Artificial intelligence in all of its forms is a truly wondrous achievement of modern technology. Given the right stimuli, an AI-based machine can learn just about anything, and a man by the name of Makoto Koike found one of the coolest ways to prove that notion. In a move that may make you pause for a second, then whisper to yourself, "That's actually pretty brilliant", Makoto devised a machine that uses AI, with a backend rooted in Google's TensorFlow system, to take the edge off of one of the biggest pain points of growing cucumbers; sorting the different types and qualities.
When it comes to cucumbers, visual qualities hold a surprising amount of information about the vegetable inside the shell. Cucumbers that are extremely high quality tend to be straight, long, deeply and vividly colored, and quite prickly. From there, a cucumber can have a number of lesser qualities that can determine its taste, texture, and other factors. Each of these factors has a visual tell. The issue, Makoto quickly found upon taking on work at his parents' cucumber farm, was that sorting the cucumbers manually was extremely tedious and time-consuming. The lack of clear industry standards make things that much more confusing; every farm has their own standards of quality. That meant that if Makoto wanted to make things easier on himself and his family, he would have to take matters into his own hands.
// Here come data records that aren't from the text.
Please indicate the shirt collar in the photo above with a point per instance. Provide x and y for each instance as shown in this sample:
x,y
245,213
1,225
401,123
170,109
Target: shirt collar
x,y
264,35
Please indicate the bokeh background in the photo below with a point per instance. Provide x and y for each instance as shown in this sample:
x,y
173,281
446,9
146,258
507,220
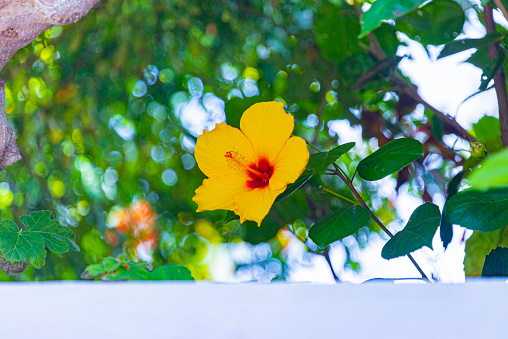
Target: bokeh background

Thanks to Google Cloud Platform, he was able to do just that. Makoto created a deep learning AI using Google's TensorFlow. Utilizing the same technology for variable analysis used by DeepMind's AlphaGO, the AI was given a minimum of information about the various types of cucumbers and was eventually able to sort them out with an extremely high success rate. Since sorting cucumbers is a feat that takes humans months to learn, having a scalable AI with the right know-how is quite handy. Makoto's system is deceptively simple; while the backend requires all the normal trappings of running a TensorFlow application, the client is run through only two pieces of low-power hardware. A Raspberry Pi 3-based computer uploads cucumber data to the cloud and pulls down the cloud's sorting advice. From there, the commands are fed to an Arduino Micro that's set up to control a conveyor belt system that picks up the cucumbers, asks the cloud about them, then drops them into the correct bin.